# Beginning battle with codependency



## Pondering (Mar 2, 2012)

I'm not sure this is the right category to post this topic. I'm recently realizing I need to deal with codependency issues. Here's my recent thread re this: http://talkaboutmarriage.com/genera...dency-sister-hurting-marriage.html#post612263

I just want to post my process with it for potential support from others going through the same and trying to figure out how to be in/maintain a marriage at the same time. I believe my husband has it, but need to focus on my stuff since I have no control over what he does for himself.

I've been trying to be conscious of how I behave - for instance, not letting "resilience" be his "get out jail" card, as in the past. Therefore, I am allowing there to be considerable discomfort and disconnect for us, rather than trying to superficially "fix" it (be resilient) for his convenience and because being down is "icky" for me. So I'm down, down, down, but somehow alive and not as obsessive of his junk. 

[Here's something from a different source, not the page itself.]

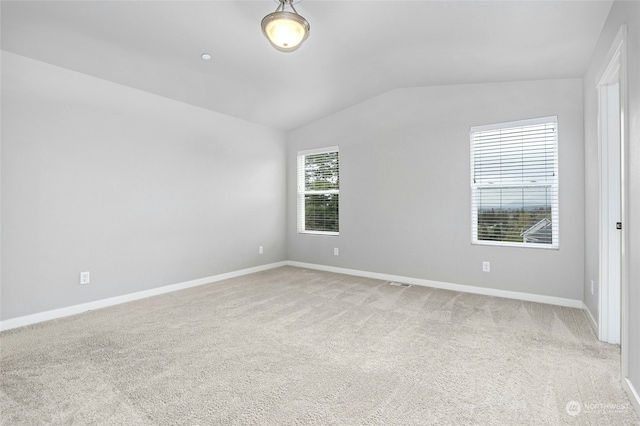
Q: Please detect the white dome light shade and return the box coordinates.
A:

At church this morning, the topic was about being broken, and the tears just flowed, but I felt some peace and alone at the same time. Hubby left for a business trip while I was there and on non-speaking terms with me. This morning had been a dance of anger, denial and reactivity that I did not want to engage in. It just is a distraction from getting anywhere real. But he's gone, and it's me, my kids, my responsibilities, and feeling alone and disconnected. This is probably good and healthy for me to feel and not try to escape with the band-aids of the past.

Have any of you gone this path?


----------



## Darlene Lancer JD MFT (Mar 4, 2012)

I want to support you in your efforts. By not "fixing" things so that he gets his way, you're changing the dance steps - the dynamics - of the pattern in your relationship. It's quite possible that the loneliness and disconnection you're feeling was there before, underneath the old dance, due to his closeness with his sister. Change isn't comfortable, but it's necessary to heal.


----------



## Pondering (Mar 2, 2012)

Thank you so much. It is has been challenging and I'm proud of small efforts in self-care recently, even simply getting through the night with some sleep. He just got back from a trip, and I maintained some space - no passionate welcome home or romp. 

He agreed he wanted to have a fulfilling marriage and family in an email yesterday, but hasn't given indication he's given anything real thought. In fact, he's told me he may not get to any insight as I might hope. His big concession was to maybe pick up a book from the library.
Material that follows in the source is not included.